Local student bullish on future in agriculture

After finishing high school, Kerry Hyatt of Devlin wanted to continue her education focusing on agriculture—something she always had been interested in.
But due to the mad cow crisis, which left the industry unstable at the time, Hyatt was encouraged to look at different options.
She started her post-secondary education by taking the Early Childhood Education course at Assiniboine Community College in Brandon, Man., and then began a Bachelor of Arts degree at the University of Brandon, but didn’t complete either one.
“It would have been nice to have the piece of paper but . . . I didn’t like anything else and I knew I liked agriculture,” Hyatt remarked.
“I’d rather do something I like and not make a lot of money, then to do something I don’t like and make a lot of money,” she reasoned.
That’s when she made the decision to go back to Assiniboine Community College to study Agribusiness—and now she sees a future in the industry for herself as well as for Rainy River District.
“I see more opportunities coming up every day,” Hyatt enthused, noting several agriculture-related intern positions were filled in the area recently.
“It is becoming more stable again . . . and once an abattoir is established, I’m sure we’ll see a big agriculture boom in the district,” she added.
Hyatt began working at the agriculture research station in Emo last month as part of the co-operative education requirement of the two-year Agribusiness program.
She will work there until October, then head back to the classroom to complete her final six months of schooling before she receives her diploma.
“It’s a really worthwhile course,” Hyatt enthused. “I recommend it to others interested in agriculture. I don’t think anyone around here has done it.”
She believes the Agribusiness program is more beneficial than taking agriculture production at school.
“[That’s] something you can learn just by working on the farm,” she explained. “But the business of agriculture teaches how to market ideas and products.”
Hyatt has taken classes on accounting, researching, and marketing, and also has learned ways to make agriculture viable.

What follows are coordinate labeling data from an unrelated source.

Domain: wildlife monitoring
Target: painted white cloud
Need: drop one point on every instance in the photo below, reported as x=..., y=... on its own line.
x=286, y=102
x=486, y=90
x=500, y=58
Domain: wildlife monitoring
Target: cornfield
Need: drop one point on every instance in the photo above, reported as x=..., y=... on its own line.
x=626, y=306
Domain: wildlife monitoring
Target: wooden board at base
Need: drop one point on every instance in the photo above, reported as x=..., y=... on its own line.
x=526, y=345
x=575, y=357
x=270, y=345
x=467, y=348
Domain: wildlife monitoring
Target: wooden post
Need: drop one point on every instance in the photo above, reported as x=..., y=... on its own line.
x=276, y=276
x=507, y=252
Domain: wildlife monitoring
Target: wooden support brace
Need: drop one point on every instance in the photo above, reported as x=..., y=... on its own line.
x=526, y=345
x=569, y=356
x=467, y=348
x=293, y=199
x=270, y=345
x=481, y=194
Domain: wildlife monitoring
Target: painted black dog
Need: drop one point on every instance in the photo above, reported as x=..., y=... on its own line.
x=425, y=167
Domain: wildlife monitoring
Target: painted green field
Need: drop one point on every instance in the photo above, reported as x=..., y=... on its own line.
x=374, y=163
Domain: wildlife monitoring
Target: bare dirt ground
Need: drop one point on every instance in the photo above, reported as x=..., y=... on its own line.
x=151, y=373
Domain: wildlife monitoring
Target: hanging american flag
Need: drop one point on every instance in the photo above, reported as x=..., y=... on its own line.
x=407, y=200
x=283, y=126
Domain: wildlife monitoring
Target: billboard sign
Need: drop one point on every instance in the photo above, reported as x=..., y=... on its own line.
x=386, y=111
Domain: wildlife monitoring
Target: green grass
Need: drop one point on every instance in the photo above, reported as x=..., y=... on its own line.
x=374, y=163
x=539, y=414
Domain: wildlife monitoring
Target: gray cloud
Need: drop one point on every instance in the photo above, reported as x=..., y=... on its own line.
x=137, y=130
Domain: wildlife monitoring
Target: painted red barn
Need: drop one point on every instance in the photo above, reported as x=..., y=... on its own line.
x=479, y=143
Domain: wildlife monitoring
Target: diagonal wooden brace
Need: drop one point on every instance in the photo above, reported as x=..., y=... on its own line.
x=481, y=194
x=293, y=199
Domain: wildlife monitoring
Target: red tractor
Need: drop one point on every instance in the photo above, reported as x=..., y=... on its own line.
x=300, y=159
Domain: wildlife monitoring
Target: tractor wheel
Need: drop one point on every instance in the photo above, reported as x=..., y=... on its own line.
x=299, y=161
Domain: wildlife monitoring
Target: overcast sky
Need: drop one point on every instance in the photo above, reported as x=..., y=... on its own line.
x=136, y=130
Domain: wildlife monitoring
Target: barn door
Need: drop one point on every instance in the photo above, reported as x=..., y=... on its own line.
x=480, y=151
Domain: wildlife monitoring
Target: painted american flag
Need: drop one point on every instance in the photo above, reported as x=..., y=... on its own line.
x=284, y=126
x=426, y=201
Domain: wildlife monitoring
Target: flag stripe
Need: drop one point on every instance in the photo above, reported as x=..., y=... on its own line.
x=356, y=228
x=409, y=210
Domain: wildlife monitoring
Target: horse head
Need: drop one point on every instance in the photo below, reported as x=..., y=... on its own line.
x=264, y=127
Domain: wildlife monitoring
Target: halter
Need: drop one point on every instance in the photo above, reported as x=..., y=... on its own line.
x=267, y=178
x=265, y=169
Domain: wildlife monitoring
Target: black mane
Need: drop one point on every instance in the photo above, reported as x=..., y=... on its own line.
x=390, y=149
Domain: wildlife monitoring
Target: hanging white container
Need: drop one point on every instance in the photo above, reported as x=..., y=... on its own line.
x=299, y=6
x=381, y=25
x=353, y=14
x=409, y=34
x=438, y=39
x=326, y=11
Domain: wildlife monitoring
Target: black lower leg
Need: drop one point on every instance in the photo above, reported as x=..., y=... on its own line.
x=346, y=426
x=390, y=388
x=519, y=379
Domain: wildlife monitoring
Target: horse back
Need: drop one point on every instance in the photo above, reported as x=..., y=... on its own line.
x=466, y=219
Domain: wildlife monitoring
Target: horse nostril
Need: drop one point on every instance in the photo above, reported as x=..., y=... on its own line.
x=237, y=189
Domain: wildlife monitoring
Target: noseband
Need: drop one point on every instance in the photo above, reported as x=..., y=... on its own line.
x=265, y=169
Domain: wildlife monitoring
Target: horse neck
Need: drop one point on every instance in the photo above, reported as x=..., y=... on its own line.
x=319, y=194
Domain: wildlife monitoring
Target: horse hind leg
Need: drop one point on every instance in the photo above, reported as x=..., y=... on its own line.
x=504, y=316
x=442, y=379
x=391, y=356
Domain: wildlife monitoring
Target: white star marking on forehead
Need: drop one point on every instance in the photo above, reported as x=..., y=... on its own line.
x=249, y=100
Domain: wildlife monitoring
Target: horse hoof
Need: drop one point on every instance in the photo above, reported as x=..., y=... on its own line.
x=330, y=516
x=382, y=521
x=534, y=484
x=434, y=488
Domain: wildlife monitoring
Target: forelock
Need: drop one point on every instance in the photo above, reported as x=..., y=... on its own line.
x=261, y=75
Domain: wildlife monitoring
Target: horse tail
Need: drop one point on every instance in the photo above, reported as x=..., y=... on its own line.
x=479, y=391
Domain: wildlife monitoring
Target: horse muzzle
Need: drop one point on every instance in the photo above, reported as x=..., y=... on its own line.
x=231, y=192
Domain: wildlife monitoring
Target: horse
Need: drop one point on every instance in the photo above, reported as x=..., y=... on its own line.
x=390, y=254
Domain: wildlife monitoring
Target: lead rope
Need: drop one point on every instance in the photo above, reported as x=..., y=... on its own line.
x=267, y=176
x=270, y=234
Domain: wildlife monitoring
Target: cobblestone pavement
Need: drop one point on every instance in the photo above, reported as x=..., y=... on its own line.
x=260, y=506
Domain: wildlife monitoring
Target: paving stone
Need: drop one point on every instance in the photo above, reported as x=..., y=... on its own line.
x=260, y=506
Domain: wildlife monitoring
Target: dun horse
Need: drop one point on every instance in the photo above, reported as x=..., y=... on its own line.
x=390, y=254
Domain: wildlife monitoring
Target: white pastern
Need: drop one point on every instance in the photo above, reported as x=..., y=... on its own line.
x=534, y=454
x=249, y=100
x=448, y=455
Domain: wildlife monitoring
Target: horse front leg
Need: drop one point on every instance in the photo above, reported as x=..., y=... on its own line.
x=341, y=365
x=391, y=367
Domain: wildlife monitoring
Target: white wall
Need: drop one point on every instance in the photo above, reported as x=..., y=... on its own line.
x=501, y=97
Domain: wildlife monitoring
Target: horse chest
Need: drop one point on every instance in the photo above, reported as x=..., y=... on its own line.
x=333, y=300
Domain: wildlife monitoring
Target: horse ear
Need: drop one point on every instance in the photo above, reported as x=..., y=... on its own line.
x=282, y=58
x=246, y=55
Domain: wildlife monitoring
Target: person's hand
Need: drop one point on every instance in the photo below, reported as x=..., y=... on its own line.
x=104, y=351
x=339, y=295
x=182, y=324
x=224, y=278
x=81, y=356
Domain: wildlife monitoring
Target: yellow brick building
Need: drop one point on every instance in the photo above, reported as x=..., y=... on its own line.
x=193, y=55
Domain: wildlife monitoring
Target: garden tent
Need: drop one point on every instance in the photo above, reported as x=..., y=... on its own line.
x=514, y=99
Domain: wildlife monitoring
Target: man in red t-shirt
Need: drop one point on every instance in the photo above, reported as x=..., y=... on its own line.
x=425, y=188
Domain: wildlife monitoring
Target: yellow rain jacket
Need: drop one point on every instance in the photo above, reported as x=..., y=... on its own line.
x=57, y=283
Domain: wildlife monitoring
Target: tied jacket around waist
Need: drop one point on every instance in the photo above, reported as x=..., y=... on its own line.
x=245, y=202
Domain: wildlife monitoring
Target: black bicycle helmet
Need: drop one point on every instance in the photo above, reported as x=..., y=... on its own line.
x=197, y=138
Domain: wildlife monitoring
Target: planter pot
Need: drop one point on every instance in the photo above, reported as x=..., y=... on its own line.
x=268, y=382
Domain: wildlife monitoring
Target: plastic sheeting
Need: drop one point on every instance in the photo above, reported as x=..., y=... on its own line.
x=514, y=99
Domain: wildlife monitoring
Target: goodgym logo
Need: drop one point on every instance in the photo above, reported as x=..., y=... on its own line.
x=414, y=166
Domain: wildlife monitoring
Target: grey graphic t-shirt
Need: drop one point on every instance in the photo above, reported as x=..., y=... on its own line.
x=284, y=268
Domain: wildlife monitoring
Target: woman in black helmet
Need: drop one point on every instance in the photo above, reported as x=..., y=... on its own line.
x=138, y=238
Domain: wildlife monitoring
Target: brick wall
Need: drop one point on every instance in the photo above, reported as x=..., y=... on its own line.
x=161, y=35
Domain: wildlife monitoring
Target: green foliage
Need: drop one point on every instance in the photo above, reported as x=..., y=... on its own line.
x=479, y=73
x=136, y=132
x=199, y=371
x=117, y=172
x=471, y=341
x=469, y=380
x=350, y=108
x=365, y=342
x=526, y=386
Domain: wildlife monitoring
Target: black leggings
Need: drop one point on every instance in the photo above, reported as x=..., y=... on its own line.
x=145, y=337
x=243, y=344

She said the program allows for extensive hands-on learning in labs and on field trips. And students have to complete a comprehensive business plan which is submitted in a contest hosted by Farm Credit Canada.
“It’s a huge project—we’re basically developing our own business,” she stressed, noting her group had to research locations, costs, and determine how they would make money on their cow/calf feed lot operation in Saskatchewan.
“But it’s really great experience,” she added.
Hyatt plans to bring everything she’s learned back to Rainy River District.
“I would come back here no matter what,” she remarked, adding one day she hopes to start her own agriculture business and work with the other farmers in the area.
She’d also like to get more young people interested in the industry and coming back to the district.
“I think with farming, people are putting a lot of money in and not getting a return,” she noted. “We need to look at the bigger picture and maybe make some changes.”
She stressed “food localism”—creating direct links between farmers and consumers—is key.
“Buy local and sell local is my mission,” Hyatt urged. “We have to support each other.”
In addition, she believes keeping local farmers aware and knowledgeable of new technology would help the agriculture industry here.
“Lots of farmers have questions about new technology,” she said. “For example, 20 years ago no one knew about soil sampling and now people are asking these questions to improve their farming operations.”
Hyatt noted she’s really happy with her work in agriculture so far.
“This is what I wanted to do all along,” she remarked. “Learning to make your land work for you, to make your cattle work for you.
“People have to think differently to get that to happen.”
Being the only student in her Agribusiness program from outside Manitoba, Hyatt conceded her peers often tease her about farming amongst all our “rocks and trees.”
“If they were to come here, I think they’d be surprised with the agriculture pocket we have here,” she indicated. “They don’t realize what we have. Sure, it’s small, but there’s so much to offer.”
Hyatt wants to find an agriculture job in the district once she completes school and feels she has nothing to lose by diving into the industry.
“If I try something and it doesn’t work, what have a got to lose? I still end up with nothing,” she chuckled. “But I’d really like to prove everyone wrong.”